E-mail: noitesdehalloween@gmail.com
Site: https://noitesdehalloween.wixsite.com/allanfear





VÍSCERAS, MIOLOS E MUITA CARNIÇA- Parte 06 (Final)

Eu fui um covarde, não tive coragem de tirar minha vida e segui naquela rotina miserável, ora caçando animais, ora indo até a cidade saquear estabelecimentos. Mantive minha filha no cativeiro enquanto a alimentava e a limpava. Por vezes enquanto trocava sua fralda eu vomitava diante da carniça que exalava daquele pobre zumbi, sempre cheia de fome. Dia após dia os traços da minha pobre Lara iam desaparecendo.
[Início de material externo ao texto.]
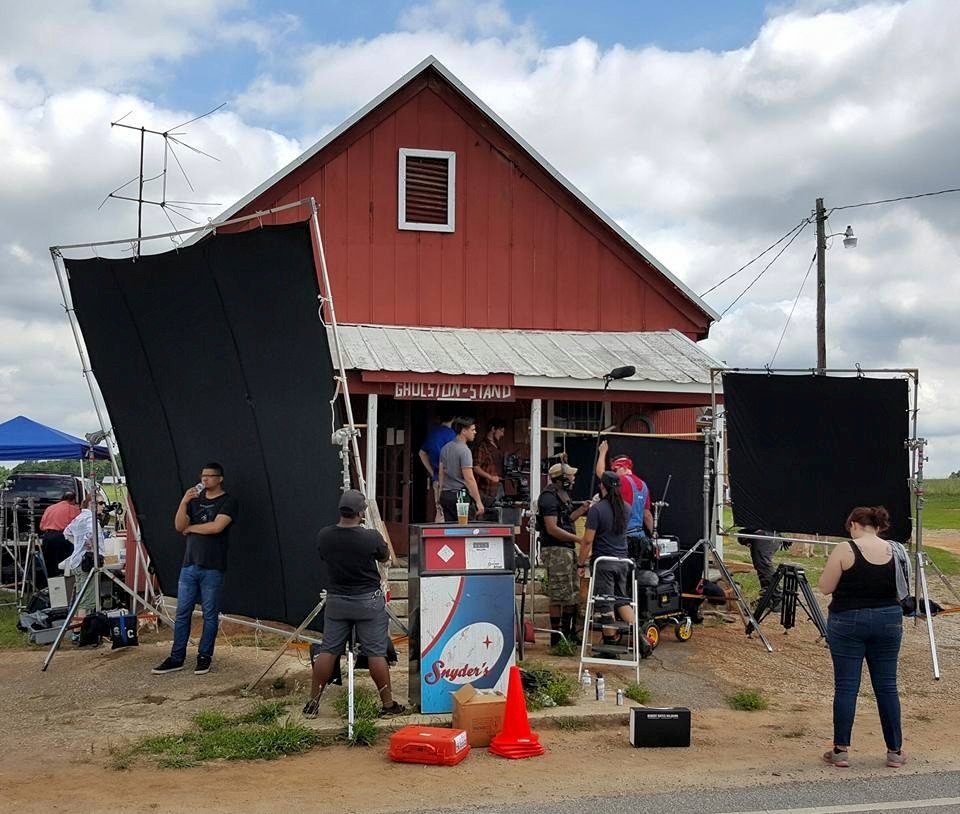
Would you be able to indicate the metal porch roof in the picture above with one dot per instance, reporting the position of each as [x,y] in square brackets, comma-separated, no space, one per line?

Em uma das minhas viagens a cavalo em busca de suprimentos, eu tive problemas com os malditos mortos-vivos fedorentos, era uma grande horda que se aglomerou na rua e tive que me esconder por horas na sobreloja de uma mercearia.

            Quando por fim pude sair do meu esconderijo, me esgueirando pelos fundos do estabelecimento, me dei conta de que já estava anoitecendo.  Eu precisava sair das ruas e chegar até o meu cavalo que havia deixado escondido entre as árvores no alto de um morro.

            Andava eu na surdina pela rua quando vi um casal lutando contra um zumbi cujos dentes estavam cravados na bota da mulher. Eu não pensei duas vezes e decidi ajuda-los, afinal fazia tempo que eu não encontrava mais ninguém vivo.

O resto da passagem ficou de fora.